Fine needle aspiration (FNA) is also helpful in determining whether there is any cancer within the nodule.
Surgery may be indicated if the enlarged thyroid gland is causing symptoms, or if there is doubt about the diagnosis and malignancy is a concern.
Thyroid cancer is relatively common and fortunately has an excellent long term survival.
The majority of thyroid cancers are papillary and follicular cancers.
Although they may spread to lymph nodes or more distant sites in the body, they are very treatable and have a good prognosis.
Thyroid surgery may be required for excision of a goitre, thyroid nodules or thyroid cancer.
The type of surgery depends on the diagnosis and extent of disease.
This may involve removal of half (hemithyroidectomy) or the whole thyroid gland (total thyroidectomy), and sometimes the lymph nodes in the neck if there is cancerous involvement.
If the whole gland is removed, thyroid replacement tablets must be taken daily, for the rest of the patient's life.

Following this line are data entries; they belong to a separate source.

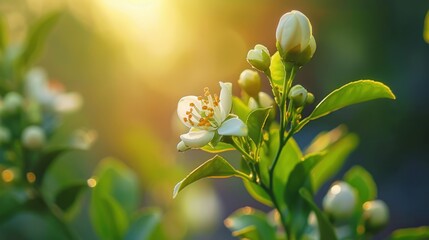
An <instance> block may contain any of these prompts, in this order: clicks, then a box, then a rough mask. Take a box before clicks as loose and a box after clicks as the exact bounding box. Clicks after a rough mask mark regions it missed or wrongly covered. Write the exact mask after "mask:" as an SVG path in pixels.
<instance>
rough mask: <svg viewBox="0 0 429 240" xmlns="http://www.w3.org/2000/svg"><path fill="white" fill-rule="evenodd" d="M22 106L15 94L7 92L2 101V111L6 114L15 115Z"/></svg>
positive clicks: (17, 93) (17, 97)
mask: <svg viewBox="0 0 429 240" xmlns="http://www.w3.org/2000/svg"><path fill="white" fill-rule="evenodd" d="M21 106H22V97H21V95H19V94H18V93H16V92H9V93H7V94H6V96H5V97H4V100H3V109H2V110H3V111H4V112H6V113H15V112H17V111H18V110H19V108H20V107H21Z"/></svg>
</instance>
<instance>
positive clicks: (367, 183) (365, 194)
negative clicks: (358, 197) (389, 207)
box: [344, 166, 377, 205]
mask: <svg viewBox="0 0 429 240" xmlns="http://www.w3.org/2000/svg"><path fill="white" fill-rule="evenodd" d="M344 181H346V182H347V183H348V184H350V185H351V186H352V187H354V188H355V189H356V190H357V191H358V195H359V202H360V204H359V205H362V204H364V203H365V202H366V201H371V200H374V199H375V198H377V185H376V184H375V181H374V179H373V178H372V176H371V174H370V173H369V172H367V171H366V170H365V169H364V168H363V167H361V166H354V167H352V168H351V169H350V170H349V171H347V172H346V174H345V175H344Z"/></svg>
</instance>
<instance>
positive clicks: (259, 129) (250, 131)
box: [246, 107, 271, 147]
mask: <svg viewBox="0 0 429 240" xmlns="http://www.w3.org/2000/svg"><path fill="white" fill-rule="evenodd" d="M270 110H271V107H269V108H258V109H255V110H253V111H252V112H250V114H249V117H248V118H247V120H246V125H247V128H248V129H249V133H248V136H249V137H250V138H251V139H252V140H253V142H254V143H255V144H256V146H257V147H259V146H260V144H261V142H262V134H263V130H264V126H265V123H266V122H267V118H268V116H269V114H270Z"/></svg>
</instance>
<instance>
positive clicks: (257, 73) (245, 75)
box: [238, 69, 261, 98]
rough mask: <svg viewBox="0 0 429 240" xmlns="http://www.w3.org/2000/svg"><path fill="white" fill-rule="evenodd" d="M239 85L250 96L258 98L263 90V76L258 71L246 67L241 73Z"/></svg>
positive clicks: (238, 84)
mask: <svg viewBox="0 0 429 240" xmlns="http://www.w3.org/2000/svg"><path fill="white" fill-rule="evenodd" d="M238 85H240V87H241V88H242V89H243V90H244V91H245V92H246V93H247V94H249V96H251V97H253V98H257V97H258V93H259V91H260V90H261V77H260V76H259V73H258V72H256V71H254V70H250V69H246V70H244V71H243V72H242V73H241V74H240V78H239V79H238Z"/></svg>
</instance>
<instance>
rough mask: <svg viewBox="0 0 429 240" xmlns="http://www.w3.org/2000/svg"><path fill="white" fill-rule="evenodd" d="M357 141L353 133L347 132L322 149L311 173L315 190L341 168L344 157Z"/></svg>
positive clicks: (356, 144)
mask: <svg viewBox="0 0 429 240" xmlns="http://www.w3.org/2000/svg"><path fill="white" fill-rule="evenodd" d="M358 141H359V140H358V137H357V136H356V135H355V134H347V135H346V136H344V137H342V138H341V139H339V140H338V141H336V142H335V143H333V144H331V145H330V146H329V147H328V148H326V149H323V152H324V153H325V154H324V156H323V158H322V159H321V161H320V163H319V164H317V166H315V167H314V169H313V170H312V173H311V176H312V186H313V190H314V191H315V192H317V190H318V189H319V188H320V187H321V186H322V185H323V184H324V183H325V182H326V181H328V180H329V179H330V178H331V177H333V176H334V175H335V174H336V173H337V172H338V171H339V170H340V169H341V167H342V166H343V164H344V162H345V160H346V158H347V157H348V156H349V155H350V153H351V152H352V151H353V150H354V149H355V148H356V147H357V145H358Z"/></svg>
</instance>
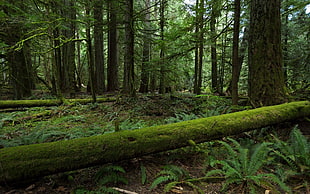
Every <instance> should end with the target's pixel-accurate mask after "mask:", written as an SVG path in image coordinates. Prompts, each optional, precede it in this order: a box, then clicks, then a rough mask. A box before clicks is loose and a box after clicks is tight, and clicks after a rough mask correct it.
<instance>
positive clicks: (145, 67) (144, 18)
mask: <svg viewBox="0 0 310 194" xmlns="http://www.w3.org/2000/svg"><path fill="white" fill-rule="evenodd" d="M145 9H146V10H147V12H146V14H145V17H144V22H143V24H144V34H143V51H142V67H141V81H140V89H139V92H141V93H147V92H148V90H149V83H150V71H151V69H150V49H151V33H150V30H151V27H150V25H151V24H150V0H146V1H145Z"/></svg>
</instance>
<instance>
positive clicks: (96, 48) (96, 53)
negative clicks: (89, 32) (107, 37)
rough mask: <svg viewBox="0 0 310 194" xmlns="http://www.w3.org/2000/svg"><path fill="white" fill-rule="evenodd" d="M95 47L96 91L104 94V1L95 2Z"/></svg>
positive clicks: (99, 0) (104, 89)
mask: <svg viewBox="0 0 310 194" xmlns="http://www.w3.org/2000/svg"><path fill="white" fill-rule="evenodd" d="M94 19H95V24H94V45H95V46H94V47H95V69H96V76H95V78H96V81H95V83H96V91H97V93H99V94H102V93H103V92H104V91H105V74H104V73H105V71H104V45H103V1H102V0H95V2H94Z"/></svg>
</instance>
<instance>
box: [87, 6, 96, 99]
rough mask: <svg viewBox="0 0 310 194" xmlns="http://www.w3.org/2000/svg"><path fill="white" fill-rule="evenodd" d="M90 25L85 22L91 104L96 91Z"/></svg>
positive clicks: (89, 7)
mask: <svg viewBox="0 0 310 194" xmlns="http://www.w3.org/2000/svg"><path fill="white" fill-rule="evenodd" d="M85 14H86V16H88V17H90V2H89V3H88V5H86V11H85ZM90 30H91V23H90V21H87V26H86V40H87V56H88V68H89V71H88V72H89V82H90V89H91V94H92V99H93V103H95V102H96V90H95V73H94V55H93V50H92V41H91V40H92V39H91V34H90Z"/></svg>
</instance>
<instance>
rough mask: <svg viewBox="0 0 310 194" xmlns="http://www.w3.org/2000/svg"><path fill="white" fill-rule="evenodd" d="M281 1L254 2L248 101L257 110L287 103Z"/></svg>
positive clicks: (249, 56) (249, 59) (252, 0)
mask: <svg viewBox="0 0 310 194" xmlns="http://www.w3.org/2000/svg"><path fill="white" fill-rule="evenodd" d="M281 51H282V49H281V18H280V0H252V1H251V16H250V29H249V79H248V80H249V97H250V99H251V102H252V104H253V105H254V106H256V107H259V106H266V105H274V104H280V103H283V102H284V101H285V92H284V88H285V84H284V74H283V68H282V52H281Z"/></svg>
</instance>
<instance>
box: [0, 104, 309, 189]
mask: <svg viewBox="0 0 310 194" xmlns="http://www.w3.org/2000/svg"><path fill="white" fill-rule="evenodd" d="M308 116H310V102H309V101H302V102H292V103H287V104H282V105H277V106H270V107H262V108H258V109H253V110H246V111H242V112H236V113H230V114H225V115H220V116H214V117H208V118H202V119H196V120H191V121H184V122H179V123H174V124H168V125H162V126H155V127H148V128H143V129H137V130H132V131H120V132H115V133H110V134H104V135H99V136H93V137H87V138H80V139H73V140H65V141H58V142H52V143H43V144H34V145H27V146H18V147H10V148H3V149H0V183H1V184H3V183H8V182H13V181H15V182H16V181H21V180H27V179H30V178H34V177H40V176H44V175H49V174H53V173H57V172H64V171H70V170H75V169H80V168H84V167H90V166H93V165H98V164H104V163H110V162H115V161H120V160H124V159H129V158H133V157H137V156H142V155H146V154H151V153H157V152H161V151H166V150H171V149H175V148H180V147H184V146H188V145H189V144H190V142H192V141H194V142H196V143H201V142H206V141H209V140H214V139H217V138H220V137H224V136H229V135H234V134H239V133H242V132H245V131H250V130H253V129H257V128H261V127H265V126H269V125H273V124H277V123H282V122H285V121H289V120H295V119H297V118H302V117H308Z"/></svg>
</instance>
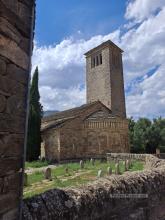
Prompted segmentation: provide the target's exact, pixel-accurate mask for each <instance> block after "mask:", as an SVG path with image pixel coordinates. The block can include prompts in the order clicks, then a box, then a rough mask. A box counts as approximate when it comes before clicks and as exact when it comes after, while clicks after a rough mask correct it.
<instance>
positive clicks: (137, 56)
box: [33, 0, 165, 117]
mask: <svg viewBox="0 0 165 220" xmlns="http://www.w3.org/2000/svg"><path fill="white" fill-rule="evenodd" d="M149 3H150V4H149ZM163 4H164V1H160V0H157V1H156V0H153V1H149V0H143V1H141V0H135V1H129V4H128V6H127V9H126V17H127V19H131V20H128V21H127V24H128V27H129V28H130V29H129V30H127V31H126V33H123V34H122V32H121V31H120V29H118V30H116V31H115V32H113V33H110V34H108V35H105V36H103V35H98V36H94V37H92V38H91V39H89V40H84V39H81V40H76V39H75V38H69V39H66V40H63V41H62V42H61V43H59V44H58V45H52V46H49V47H38V46H37V45H36V46H35V49H34V55H33V70H34V68H35V66H36V65H38V66H39V72H40V93H41V100H42V103H43V104H44V109H45V110H64V109H67V108H71V107H75V106H78V105H81V104H83V103H84V102H85V88H84V85H85V58H84V56H83V54H84V53H85V52H86V51H88V50H89V49H91V48H93V47H95V46H97V45H99V44H100V43H102V42H104V41H106V40H108V39H111V40H112V41H114V42H115V43H117V44H118V45H119V46H120V47H121V48H122V49H124V51H125V52H124V54H123V61H124V73H125V87H126V90H127V97H126V102H127V112H128V115H129V116H131V115H132V116H135V117H140V116H148V117H155V116H160V115H161V116H165V89H164V88H165V87H164V85H165V75H164V74H165V63H164V61H165V58H164V57H165V40H164V36H165V23H164V21H165V7H162V6H163ZM158 9H159V12H158ZM155 12H157V13H155ZM136 22H141V23H139V24H138V26H134V24H135V23H136ZM127 24H126V25H127ZM126 25H125V27H126ZM128 27H127V28H128ZM153 69H155V70H153Z"/></svg>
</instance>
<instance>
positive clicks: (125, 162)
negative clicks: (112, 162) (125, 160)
mask: <svg viewBox="0 0 165 220" xmlns="http://www.w3.org/2000/svg"><path fill="white" fill-rule="evenodd" d="M123 166H124V171H128V169H127V163H126V161H123Z"/></svg>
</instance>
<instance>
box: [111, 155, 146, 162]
mask: <svg viewBox="0 0 165 220" xmlns="http://www.w3.org/2000/svg"><path fill="white" fill-rule="evenodd" d="M148 156H150V154H130V153H107V160H108V161H111V160H129V159H134V160H141V161H146V157H148Z"/></svg>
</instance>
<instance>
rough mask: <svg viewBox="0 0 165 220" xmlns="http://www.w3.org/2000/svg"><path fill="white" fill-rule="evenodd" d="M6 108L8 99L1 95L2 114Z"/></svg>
mask: <svg viewBox="0 0 165 220" xmlns="http://www.w3.org/2000/svg"><path fill="white" fill-rule="evenodd" d="M5 108H6V98H5V96H2V95H0V112H4V110H5Z"/></svg>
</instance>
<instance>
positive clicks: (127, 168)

There are small but significant risks involved with thyroid surgery. In particular there is a small risk of damage to a nerve which runs very close to the thyroid gland as it passes to the larynx (voice box).
Damage to this nerve results in a change in voice which is usually temporary but can be permanent. This is extremely rare, and if it happened the voice can be improved by a small operation.
There is also a risk of damage to the parathyroid glands (four small glands which lie just behind the thyroid gland). This is not a significant risk with a hemithyroidectomy as there are 2 normal glands on the other side. With total thyroidectomy it is possible that the blood supply to these glands will be interrupted.
These glands help maintain calcium levels in the blood, and so calcium levels will be checked following surgery and temporary or permanent calcium replacement may be required.
There are other possible complications of thyroid surgery which will be discussed fully pre–operatively.